No new prospects means no new clients – and we all know that no new clients means no paycheck. Prospecting is simply inevitable and it usually tends to be the hardest and most time-consuming part of the job. While sales reps can’t avoid prospecting, they can certainly make it easier for themselves. Having a go-to list of networking places to find prospects, and a procedure for each scenario, we no longer have to wonder where or how to find prospects.
One of the best ways to do that is to join and attend networking events. You can go with your chamber, 20/30’s club or local BNI, just to name a few. It is very simple to find all sorts of events around your local area, all you have to do is ask Google.
CEO’s, company owners and even salespeople, cannot deny the power of professional networking and the improvements it can add to your career’s success. Sometimes people will choose a deal over another just because of the relationship they have with the second party.
Experts agree that the most connected people are often the most successful – remember, it’s all about who you know. However, the question to ask, once invited how should we act during these events. While we can’t tell you how to act, we can surely tell you what not to do.

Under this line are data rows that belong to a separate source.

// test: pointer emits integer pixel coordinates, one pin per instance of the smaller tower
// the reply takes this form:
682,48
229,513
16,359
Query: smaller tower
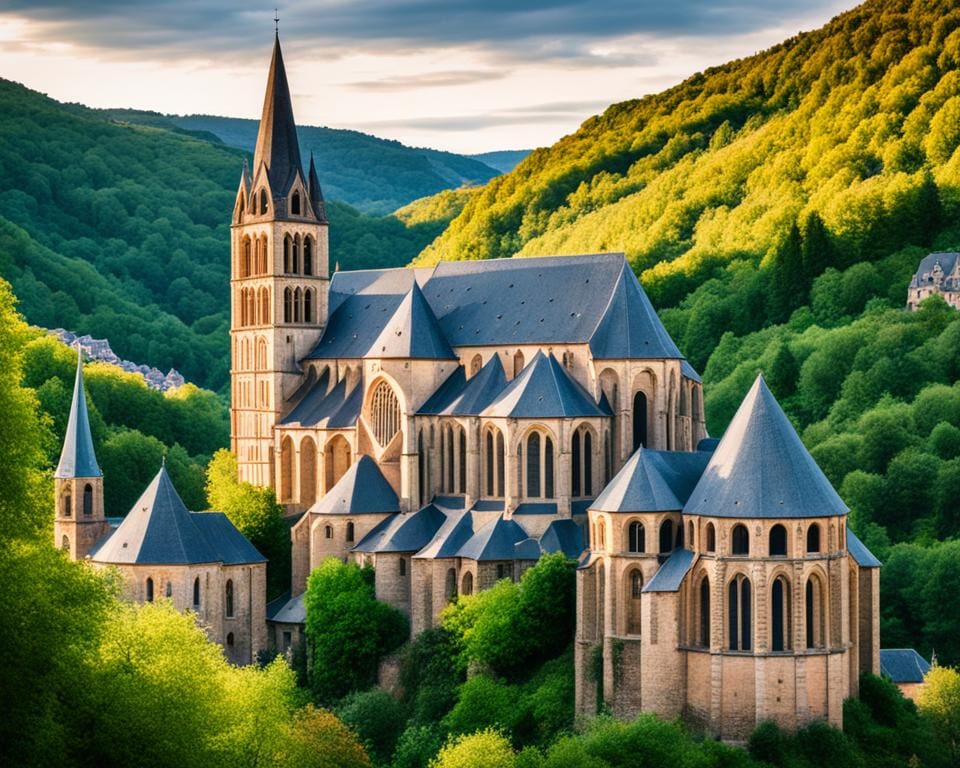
79,522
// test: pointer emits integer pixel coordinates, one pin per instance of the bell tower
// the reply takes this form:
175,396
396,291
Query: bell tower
79,522
279,277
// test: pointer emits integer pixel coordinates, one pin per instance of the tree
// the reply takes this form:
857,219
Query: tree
342,612
940,701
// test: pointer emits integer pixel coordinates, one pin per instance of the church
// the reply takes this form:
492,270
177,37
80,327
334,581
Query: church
449,425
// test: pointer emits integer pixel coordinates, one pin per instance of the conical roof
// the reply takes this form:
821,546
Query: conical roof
362,490
77,458
277,145
412,332
761,469
544,390
159,530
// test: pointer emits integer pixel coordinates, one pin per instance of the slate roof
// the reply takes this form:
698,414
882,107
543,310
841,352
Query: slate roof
277,145
630,327
761,469
404,533
77,458
544,390
159,530
494,541
653,481
903,665
563,536
362,490
858,550
319,408
458,396
593,299
412,332
287,610
670,575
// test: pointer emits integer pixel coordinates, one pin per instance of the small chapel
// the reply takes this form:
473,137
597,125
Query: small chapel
449,425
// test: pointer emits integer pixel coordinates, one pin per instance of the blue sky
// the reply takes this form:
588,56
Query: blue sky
453,74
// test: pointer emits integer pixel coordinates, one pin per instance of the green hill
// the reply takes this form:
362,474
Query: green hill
373,174
122,230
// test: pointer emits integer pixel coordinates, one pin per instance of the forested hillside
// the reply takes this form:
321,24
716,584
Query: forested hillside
775,208
373,174
122,231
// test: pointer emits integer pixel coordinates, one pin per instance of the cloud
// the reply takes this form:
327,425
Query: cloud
535,114
536,29
429,80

Here are three things what NOT to do during a networking event:
Don’t just show up, be prepared. Prior to attending these events, do your research and make sure you are targeting. As a sales professional, you can’t just throw a net out to sea and expect a catch. Make sure you pick something that is viable to your region. Targeting is crucial when prospecting. When attending these networking events is to make sure you are going for the right reasons. Why are you attending and targeting your specific audience? Is it out of obligation? Are you going after this specific group because it is something you actually care about? Or is this something that will simply work best for you?
Don’t expect to feel welcomed. While this may sound harsh, it is often the truth. This is a long game strategy; most people don’t think about their IT needs until something goes wrong. Plant your seed, nurture it and wait for it to grow. More than likely, you will be ignored the first meeting/event. You can expect a brush off, you’re fresh and people have still not considered you a key attendee. Attending is only the first step. In order for these networking events to actually pay off, you must attend with regularity and consistency. Once you attend a couple of times you will see these people begin to consider part of the circle.
Don’t sound like everyone else. Prepare your 60 seconds of fame. At some networking events, you’ll get the opportunity to speak for 60 seconds. Most people do the exact same thing. “I’m such and such from such and such company and we do x. If you need my services let me know.” Do you really think that people listen to that? Absolutely not. They’re busy crafting their own spiel, and ignoring your blather. Instead, turn the pitch on its head. Make it about your customer. Tie into something relevant, like security. Something like, “You know when you get a potential phishing email, and you immediately begin to wonder how many people in your company received it, clicked, and now opened your company up to a breach? We fix that problem.” That is more relatable, catches attention, and will be much more likely pique curiosity than the traditional elevator speech.